The reshuffle came under an initiative launched by the 16-nation Economic Community of West African States (ECOWAS).
Vaz’s elected five-year mandate ended on June 23 but he is temporarily staying on under an ECOWAS mediation plan.
On Saturday, ECOWAS declared Vaz should “leave the conduct of business to the government” until new presidential elections are staged on November 24.
Sitting between Senegal and Guinea on Africa’s west coast, Guinea-Bissau has struggled with volatility for years.
It has seen multiple attempted and successful coup bids since independence from Portugal in 1974.
The latest crisis dates back to 2015, when Vaz fell out with then prime minister, Domingos Simoes Pereira, and fired him.
It had been hoped that the row would be settled by legislative elections on March 10.
But it deepened after PAIGC and its allies won a majority of seats in parliament and proposed Pereira, the party leader, as prime minister — a move Vaz opposed.
The incoming government will be led by current caretaker prime minister, Aristide Gomez.
He is a longstanding member of the PAIGC, a major party in the fight to end Portuguese colonial rule in 1974 and then set up a Marxist-Leninist state.

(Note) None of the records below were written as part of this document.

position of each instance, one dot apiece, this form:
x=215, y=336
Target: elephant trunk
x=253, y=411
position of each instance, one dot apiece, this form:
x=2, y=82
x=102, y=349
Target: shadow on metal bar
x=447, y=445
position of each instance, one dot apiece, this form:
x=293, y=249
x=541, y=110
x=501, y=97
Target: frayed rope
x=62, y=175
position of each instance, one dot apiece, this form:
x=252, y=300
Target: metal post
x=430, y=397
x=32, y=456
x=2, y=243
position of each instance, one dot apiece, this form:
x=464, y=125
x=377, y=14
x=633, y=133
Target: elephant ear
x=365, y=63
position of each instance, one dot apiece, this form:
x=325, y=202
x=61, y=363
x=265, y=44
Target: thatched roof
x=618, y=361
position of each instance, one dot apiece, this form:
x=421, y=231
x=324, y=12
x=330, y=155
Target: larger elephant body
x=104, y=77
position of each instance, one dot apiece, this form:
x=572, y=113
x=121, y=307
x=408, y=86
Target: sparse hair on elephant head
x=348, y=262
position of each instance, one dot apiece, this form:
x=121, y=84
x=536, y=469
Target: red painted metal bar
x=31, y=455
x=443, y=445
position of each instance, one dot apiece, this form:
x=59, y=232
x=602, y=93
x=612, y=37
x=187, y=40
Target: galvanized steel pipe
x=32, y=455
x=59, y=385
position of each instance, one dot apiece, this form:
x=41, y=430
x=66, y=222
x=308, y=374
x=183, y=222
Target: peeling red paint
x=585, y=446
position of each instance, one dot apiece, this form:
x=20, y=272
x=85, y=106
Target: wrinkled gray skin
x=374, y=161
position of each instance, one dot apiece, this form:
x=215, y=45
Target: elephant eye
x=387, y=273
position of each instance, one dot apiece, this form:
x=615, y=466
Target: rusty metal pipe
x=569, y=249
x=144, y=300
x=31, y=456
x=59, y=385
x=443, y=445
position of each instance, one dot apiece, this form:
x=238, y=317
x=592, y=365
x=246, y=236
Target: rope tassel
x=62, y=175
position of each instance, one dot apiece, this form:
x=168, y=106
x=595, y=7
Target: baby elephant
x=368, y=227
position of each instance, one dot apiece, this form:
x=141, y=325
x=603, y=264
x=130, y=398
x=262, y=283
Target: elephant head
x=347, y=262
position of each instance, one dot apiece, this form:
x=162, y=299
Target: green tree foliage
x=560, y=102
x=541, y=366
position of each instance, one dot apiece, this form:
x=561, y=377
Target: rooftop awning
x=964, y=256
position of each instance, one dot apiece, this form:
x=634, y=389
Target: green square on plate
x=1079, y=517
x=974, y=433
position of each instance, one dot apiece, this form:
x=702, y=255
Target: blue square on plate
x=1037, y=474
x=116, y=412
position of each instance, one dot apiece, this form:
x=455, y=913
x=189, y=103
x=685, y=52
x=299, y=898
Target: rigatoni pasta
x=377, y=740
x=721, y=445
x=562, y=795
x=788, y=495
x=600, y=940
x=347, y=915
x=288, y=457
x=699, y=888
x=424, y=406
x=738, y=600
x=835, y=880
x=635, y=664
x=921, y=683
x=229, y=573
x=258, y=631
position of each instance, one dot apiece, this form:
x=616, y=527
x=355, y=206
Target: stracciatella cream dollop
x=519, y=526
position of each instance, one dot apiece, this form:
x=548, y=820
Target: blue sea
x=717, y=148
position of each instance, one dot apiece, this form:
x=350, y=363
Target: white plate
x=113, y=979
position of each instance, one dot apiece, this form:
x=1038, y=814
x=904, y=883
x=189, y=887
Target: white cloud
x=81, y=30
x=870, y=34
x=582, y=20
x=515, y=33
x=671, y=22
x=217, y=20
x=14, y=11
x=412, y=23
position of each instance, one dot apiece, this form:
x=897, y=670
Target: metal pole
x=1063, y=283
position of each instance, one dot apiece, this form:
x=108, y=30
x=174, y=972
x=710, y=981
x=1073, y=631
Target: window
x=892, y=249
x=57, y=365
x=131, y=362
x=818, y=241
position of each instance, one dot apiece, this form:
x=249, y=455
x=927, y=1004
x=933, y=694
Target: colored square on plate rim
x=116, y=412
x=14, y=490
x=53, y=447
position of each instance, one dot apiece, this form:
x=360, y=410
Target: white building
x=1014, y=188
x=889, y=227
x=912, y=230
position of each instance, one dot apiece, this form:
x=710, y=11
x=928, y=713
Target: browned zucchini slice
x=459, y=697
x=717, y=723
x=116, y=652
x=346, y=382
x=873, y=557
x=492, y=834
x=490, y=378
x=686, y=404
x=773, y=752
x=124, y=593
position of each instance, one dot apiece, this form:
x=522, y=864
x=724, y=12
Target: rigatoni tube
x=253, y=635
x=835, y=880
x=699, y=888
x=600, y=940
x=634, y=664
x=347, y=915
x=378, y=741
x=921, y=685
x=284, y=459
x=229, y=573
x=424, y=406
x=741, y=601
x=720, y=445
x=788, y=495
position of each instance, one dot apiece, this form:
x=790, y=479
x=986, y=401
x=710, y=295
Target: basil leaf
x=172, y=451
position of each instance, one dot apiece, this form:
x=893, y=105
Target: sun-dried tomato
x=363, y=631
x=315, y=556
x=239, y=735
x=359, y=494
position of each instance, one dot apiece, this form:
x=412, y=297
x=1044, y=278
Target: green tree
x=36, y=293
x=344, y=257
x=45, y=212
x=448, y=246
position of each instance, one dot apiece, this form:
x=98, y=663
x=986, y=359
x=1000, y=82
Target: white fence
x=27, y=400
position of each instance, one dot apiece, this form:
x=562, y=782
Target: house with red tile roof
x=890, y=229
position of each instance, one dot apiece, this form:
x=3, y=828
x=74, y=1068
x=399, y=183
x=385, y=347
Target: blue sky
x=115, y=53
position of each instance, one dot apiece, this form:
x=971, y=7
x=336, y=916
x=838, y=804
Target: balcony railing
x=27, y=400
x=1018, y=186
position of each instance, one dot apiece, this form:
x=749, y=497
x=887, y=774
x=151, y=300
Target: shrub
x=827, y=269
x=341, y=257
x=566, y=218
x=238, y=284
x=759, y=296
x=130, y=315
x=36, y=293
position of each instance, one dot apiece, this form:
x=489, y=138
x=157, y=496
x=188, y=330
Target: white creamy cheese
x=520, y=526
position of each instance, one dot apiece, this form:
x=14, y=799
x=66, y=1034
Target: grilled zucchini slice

Multi-party democracy came in the 1990s, but Vaz is the first president to complete his elected term in a small, mostly agricultural country marked by military coups and drug trafficking.
By separate decree, Vaz named a new attorney general, Ladislau Clemente Fernando Embassa, “until the swearing-in of a new president of the republic.”
This appointment was also in response to an ECOWAS demand.
The previous attorney-general, Bacari Baia, resigned on Tuesday, three days after he called for parliament speaker Cipriano Cassama to be arrested for “attempting to subvert constitutional order”.
A majority of MPs had been pushing for Cassama to take over the interim presidency in place of Vaz.
Baia had also been accused by the PAIGC of “acts of persecution” against party officials.